Disadvantages of Anti-Virus

In this article, we’ll go through some of the downsides of anti-virus software. So first up they don’t catch all malware and are particularly poor against custom targeted and crypted malware and unfortunately many malware is encrypted so fits into the category of not able to deal with very well. They also affect the performance of your machine by slowing it down and generally getting in the way.

Privacy and Anonymity concern

Anti-virus is a serious privacy and anonymity concern if you care about those things. This for me personally, stops me wanting to use them when I want to do anything private. And here is why – They need to update signatures for one which requires regular contact with the mother ship so they know where you are and they know when you’re online so they have a limited understanding of your habits based on that metadata. Many of them have features like URL filtering, spam filtering and cloud protection that keeps constant contact with the mothership as well which is great for security but bad for privacy. Then there are the reputation systems which send and receive information about the applications that you’re running on your system which again is more information, more data and with these reputation systems, you don’t really know what data they’re sending back! But again reputation systems are brilliant for security but questionable for privacy and anonymity.

Breaks SSL/TLS

Some antivirus products break your SSL encryption so that they can filter your web traffic which is not really desirable but required in order to filter bad web requests. If they cannot see into your encrypted traffic they cannot filter it so unfortunately some of them have to break the SSL in order to do that.

May send Memory dumps

Your antivirus can potentially send dumps of memory and other undesirable things because they are under full and administrative privileges. Obviously, if you’re using whole disk encryption or some form of encryption your encryption keys could be sent to them if they are receiving memory dumps. The point is almost all antivirus are closed source. They’re sending traffic encrypted and we just don’t know what’s under the hood. We have no idea what might be being communicated and sent and it can be anything because they have full privileges and access to everything.

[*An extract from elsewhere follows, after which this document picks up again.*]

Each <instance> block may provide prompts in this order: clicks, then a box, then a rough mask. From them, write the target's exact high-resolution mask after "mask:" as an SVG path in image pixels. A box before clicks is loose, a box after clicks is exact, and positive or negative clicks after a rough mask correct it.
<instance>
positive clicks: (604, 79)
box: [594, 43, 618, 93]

Some comes with Adware and some sell your data

Some of them antiviruses come bundled with Adware and other PUPs or potentially unwanted programs especially the free ones, you will get annoying ads which also affect your privacy. With free malware protection make sure they are not selling your data. AVG and Avast, for example, can sell your browser and search history to advertisers. Remember with anything free consider how they make their money as they have to make it some way unless they are a charity. If privacy and anonymity are of top priority then you can’t really use anti-virus that calls home to the mothership which is effectively most of them.

Increases attack surface

Another looming issue which is only going to get much worse in my opinion is that antivirus increases the attack surface of your devices. Anti-virus has deep access into your operating system and any security vulnerabilities that they have will give a potential attacker deep access into your system and this isn’t speculation unfortunately. Anti-virus has and will continue to have security vulnerabilities.

anti-virus

The updates that your anti-virus gets both to the application and to the signatures can be an attack vector. An adversary could force a malicious update as many anti-virus products downloads all via HTTP instead of HTTPS thus traffic could be injected into by an adversary to attack the user.

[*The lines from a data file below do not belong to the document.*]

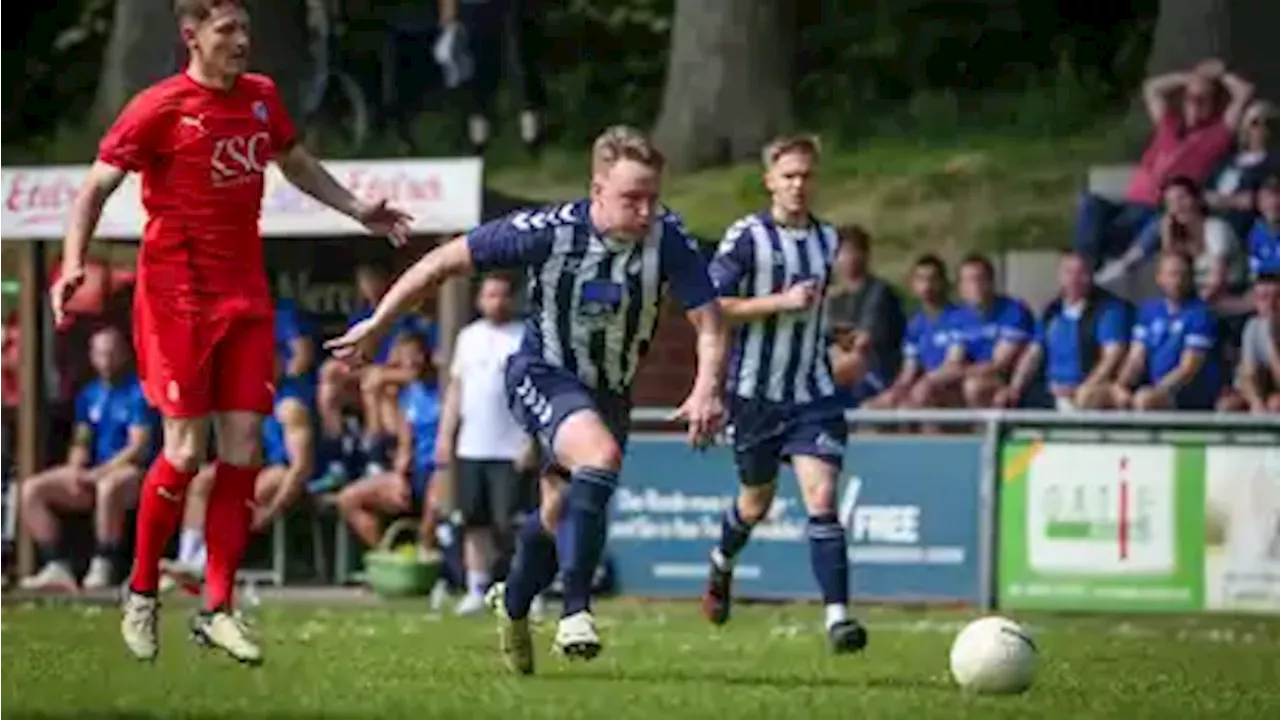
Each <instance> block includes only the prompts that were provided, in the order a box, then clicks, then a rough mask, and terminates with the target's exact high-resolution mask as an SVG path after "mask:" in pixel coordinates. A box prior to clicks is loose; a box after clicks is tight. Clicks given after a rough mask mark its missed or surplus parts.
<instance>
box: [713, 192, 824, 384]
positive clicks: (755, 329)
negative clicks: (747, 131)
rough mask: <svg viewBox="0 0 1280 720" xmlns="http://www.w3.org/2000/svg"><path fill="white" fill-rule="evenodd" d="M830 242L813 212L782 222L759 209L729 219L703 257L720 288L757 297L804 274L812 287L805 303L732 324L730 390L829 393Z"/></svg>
mask: <svg viewBox="0 0 1280 720" xmlns="http://www.w3.org/2000/svg"><path fill="white" fill-rule="evenodd" d="M837 246H838V242H837V237H836V229H835V228H833V227H832V225H829V224H827V223H822V222H818V220H817V219H810V223H809V225H808V227H805V228H787V227H780V225H778V224H777V223H774V222H773V218H772V215H771V214H769V213H768V211H764V213H756V214H754V215H748V217H745V218H742V219H741V220H739V222H736V223H733V224H732V225H730V228H728V231H727V232H726V233H724V240H723V241H722V242H721V246H719V250H718V251H717V252H716V259H714V260H712V264H710V274H712V281H713V282H714V283H716V288H717V291H718V292H719V293H721V295H723V296H740V297H763V296H767V295H776V293H780V292H783V291H785V290H787V288H788V287H791V286H794V284H797V283H800V282H804V281H810V279H812V281H815V282H817V283H818V291H819V297H818V299H817V301H815V302H814V304H813V306H812V307H810V309H809V310H804V311H800V313H783V314H778V315H772V316H768V318H764V319H760V320H754V322H750V323H745V324H742V325H740V327H739V328H737V331H736V337H735V341H733V352H732V356H731V359H730V369H728V378H727V383H726V384H727V387H728V389H730V391H731V392H732V393H735V395H737V396H739V397H745V398H755V400H767V401H771V402H786V404H794V405H804V404H809V402H814V401H817V400H823V398H828V397H832V396H835V395H836V383H835V380H833V379H832V375H831V359H829V357H828V356H827V337H828V328H827V318H826V313H823V306H824V299H826V295H827V283H828V281H829V278H831V269H832V264H833V263H835V259H836V247H837Z"/></svg>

So as you can see anti-virus is an attack surface in itself even though it is a security tool and it is a very useful attack surface allowing to leverage deep access into the operating system and potentially remotely while you are surfing the web. Because a lot of these antivirus products integrate with what you’re doing in the web and these vulnerabilities have been seen and have been shown. So we need to consider how do the benefits of anti-virus outweigh the potential downsides. Now the answer to that is an altering cat and mouse game of attack and defence which marches on and is very individual to you and your particular threat landscape.

Conclusion

I recommend anti-virus for people using Windows who aren’t too technically savvy, don’t really know how to implement all the rest of the complex security controls and for people who really don’t care much about constant contact with the vendor

So for those non-tech-savvy people If you’re using Windows, AV is good to go. If privacy isn’t a concern you can get good security by enabling the endpoint protection features of the high-end versions of the antivirus products which really are endpoint protection products such as application controls and reputation systems as these can restrict malware more than the more traditional ways of stopping malware with your anti-virus products which are just signature, behavioural analysis heuristic analysis which is proving to be less useful these days to prevent malware.